Sunday, August 20, 2017

Historic Community Paint & Hardware store moved in Bethesda (Videos + Photos)

Crowds of spectators turned out to watch the move of the historic Community Paint and Hardware store overnight in downtown Bethesda. Some were filled with nostalgia, others were simply trying to figure out why there was a massive police operation up and down Wisconsin Avenue. The police numbers were matched by the number of hard-hatted utility workers, who were charged with making sure neither their infrastructure nor the venerable building were damaged by the move.
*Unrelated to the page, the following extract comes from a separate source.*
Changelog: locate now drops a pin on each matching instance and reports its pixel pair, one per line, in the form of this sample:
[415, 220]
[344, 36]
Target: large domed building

The store, originally known as the Wilson Store, was moved to clear the way for the redevelopment of the Apex Building at 7272 Wisconsin Avenue. It was previously moved a short distance south in the late 1980s, when that building itself was constructed.
A massive police presence
was needed up and down
Wisconsin Avenue
Crowds began to gather
as southbound Wisconsin
was shut down

Utility workers would swing
each of these signal arms
aside as the store passed
each intersection

The store is ready to move

Two northbound lanes of
Wisconsin remained open

Utility workers had to
protect their infrastructure
while ensuring clearance
for the historic building
Workers manually turned
off traffic signals at each
Finally, it was time to move the building, one half following the other, creeping slowly up Wisconsin Avenue to Middleton Lane. There, a site was prepared for the building's new home, in a Montgomery County public parking lot. It is expected to be leased to a professional or retail business.
Front half of store
rolling onto Wisconsin

The rear half of the
building creeping up
Wisconsin Avenue

Rear half on Wisconsin

Police had to yell at drivers
who were snapping cell phone pics
to remind them that's illegal
First half of store reaches
Middleton Lane

Police ask crowd to step back
"in case anything goes wrong"
as store is backed down Middleton

Panoramic view of turn
at Middleton
Both halves pause at
Middleton Lane

Front half arrives
at Middleton
Traveling this far was the
easy part, though
Making the reverse turn
onto Middleton, and clearing
the Wisconsin median, were
the biggest challenge
A loud bang startled the
crew, causing a delay, but
eventually the first (rear)
half made the tricky turn
As the rear half starts down
Middleton, the front half
moves into position to begin
the turn to follow it
Rear half makes it
down Middleton to the
destination site
Front half makes the turn
onto Middleton
Front half moving down Middleton
past Chevy Chase Cars to
public parking lot site
Now all that's left is to put
the two pieces back together


Anonymous said...

It would have been helpful if you had posted time-stamps, preferably in EDT, for each of the pictures. Those of us who were not able to watch last night, would like to know how long the journey took.

Anonymous said...

Terrific! Thanks for this.

Friends of Woodmont Triangle said...

Great work by Montgomery County Police, State Police, State Highway and the moving company in pulling this all off last night.

Anonymous said...

All those pictures, but none between Elm Street and Middleton Lane?

Robert Dyer said...

2:57: You need a new monitor - there are tons of photos here between Elm and Middleton, and on Middleton.

Anonymous said...

What did you mean by the cops were yelling at people taking pictures because it is illegal?